The use of surgery in the management of HT is generally limited and reserved for specific situations such as the compressions of nearby structures or malignancy.49 It’s important to note that thyroidectomy in HT patients carries a higher risk of complications compared to surgery performed for other thyroid disorders.50 The chronic inflammation and fibrosis associated with HT can make the surgical procedure technically challenging and increase the likelihood of postoperative complications.50 Thyroid gland transplantation has been proposed as a potential method to correct hypothyroidism in HT. However, further studies are needed to validate the efficacy and safety of this procedure.51

8. Linked Conditions

Hashimoto’s Thyroiditis, being an autoimmune disorder, is often associated with various linked conditions due to the shared underlying immune dysfunction.52 Individuals with Hashimoto’s thyroiditis are more likely to acquire other autoimmune conditions, such as rheumatoid arthritis, type 1 diabetes, systemic lupus erythematosus, or celiac disease.52 This demonstrates the linked nature of autoimmune disorders and the potential for a person’s immune system to target various organs or tissues. Individuals with Hashimoto’s Thyroiditis also have a higher prevalence of thyroid-related diseases.52 For example, some people may develop thyroid nodules, which are abnormal growths in the thyroid gland.52 While the majority of nodules are benign, it is critical to monitor them for any signs of malignancies.

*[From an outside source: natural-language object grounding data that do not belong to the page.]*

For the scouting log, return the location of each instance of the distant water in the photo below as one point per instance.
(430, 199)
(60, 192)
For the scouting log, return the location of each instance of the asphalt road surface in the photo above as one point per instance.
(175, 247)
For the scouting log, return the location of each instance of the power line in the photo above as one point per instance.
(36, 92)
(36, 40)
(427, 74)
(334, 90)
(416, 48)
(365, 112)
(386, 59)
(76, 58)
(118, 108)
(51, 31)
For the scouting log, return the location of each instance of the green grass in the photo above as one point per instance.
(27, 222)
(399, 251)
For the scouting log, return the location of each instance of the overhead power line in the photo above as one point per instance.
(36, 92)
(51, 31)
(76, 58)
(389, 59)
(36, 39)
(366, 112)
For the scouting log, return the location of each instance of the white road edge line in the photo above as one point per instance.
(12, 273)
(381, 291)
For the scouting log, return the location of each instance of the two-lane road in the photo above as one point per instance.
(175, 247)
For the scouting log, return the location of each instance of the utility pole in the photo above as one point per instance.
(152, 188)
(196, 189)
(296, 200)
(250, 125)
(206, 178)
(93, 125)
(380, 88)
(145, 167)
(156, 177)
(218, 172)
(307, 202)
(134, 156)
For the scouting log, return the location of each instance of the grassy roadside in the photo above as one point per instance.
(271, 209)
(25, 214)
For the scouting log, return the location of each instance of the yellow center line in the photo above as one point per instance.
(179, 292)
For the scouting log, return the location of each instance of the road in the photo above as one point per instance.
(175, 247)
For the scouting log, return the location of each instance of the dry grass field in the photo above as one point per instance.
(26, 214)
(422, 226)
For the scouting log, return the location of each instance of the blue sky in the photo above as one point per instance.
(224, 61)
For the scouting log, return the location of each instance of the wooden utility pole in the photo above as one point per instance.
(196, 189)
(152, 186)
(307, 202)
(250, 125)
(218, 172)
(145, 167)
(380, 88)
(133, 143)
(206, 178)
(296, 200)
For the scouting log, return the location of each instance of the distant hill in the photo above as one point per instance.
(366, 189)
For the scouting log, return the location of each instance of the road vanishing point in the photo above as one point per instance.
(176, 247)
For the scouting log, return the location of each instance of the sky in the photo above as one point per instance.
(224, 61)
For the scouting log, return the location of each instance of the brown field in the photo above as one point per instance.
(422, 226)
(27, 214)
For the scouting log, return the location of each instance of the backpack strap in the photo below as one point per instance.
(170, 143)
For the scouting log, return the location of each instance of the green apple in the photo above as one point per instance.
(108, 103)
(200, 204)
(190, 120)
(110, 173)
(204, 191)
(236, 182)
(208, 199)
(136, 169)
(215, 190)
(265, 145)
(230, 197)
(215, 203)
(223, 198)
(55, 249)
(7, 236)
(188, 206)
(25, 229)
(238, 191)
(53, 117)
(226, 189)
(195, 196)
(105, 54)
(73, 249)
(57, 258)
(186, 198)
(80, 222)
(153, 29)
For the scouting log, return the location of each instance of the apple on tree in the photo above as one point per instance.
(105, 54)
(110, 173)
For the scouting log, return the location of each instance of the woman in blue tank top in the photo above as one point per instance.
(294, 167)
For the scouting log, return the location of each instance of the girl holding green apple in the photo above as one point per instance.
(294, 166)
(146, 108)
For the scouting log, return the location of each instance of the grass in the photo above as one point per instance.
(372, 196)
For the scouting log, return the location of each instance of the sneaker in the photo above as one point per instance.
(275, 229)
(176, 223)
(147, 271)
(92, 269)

Hashimoto’s Thyroiditis may potentially have an impact on fertility and pregnancy.53 Women with the condition may experience menstrual irregularities, and if left untreated, it may impact fertility.53 Miscarriage, preterm birth, and gestational diabetes are all more likely throughout pregnancy.53 Thyroid hormone levels must be properly managed during pregnancy to provide the best outcomes for both the mother and the baby.

Moreover, there is some evidence that Hashimoto’s Thyroiditis is associated with an increased risk of certain cardiovascular problems.54 Several studies have revealed a link between this thyroid issue and disorders such as hypertension, dyslipidemia (abnormal lipid levels), and atherosclerosis.54 More research, however, is required to determine the precise nature of this link.

Individuals with Hashimoto’s Thyroiditis must be aware of these related illnesses and work closely with their healthcare professionals to ensure thorough management.

Regular monitoring, suitable therapy, and lifestyle changes can all help to reduce the effects of Hashimoto’s and its associated diseases, increasing overall health and well- being.

9. Conclusion

This comprehensive review brings forth a concise analysis of the autoimmune thyroid disorder, Hashimoto thyroiditis. This paper provides the most current information on the epidemiology, etiology, pathophysiology, risk factors, classifications, clinical presentation, diagnosis, and treatment of Hashimoto thyroiditis. We desire that this paper may service clinicians, scientists, or anyone interested in furthering their knowledge of this disorder.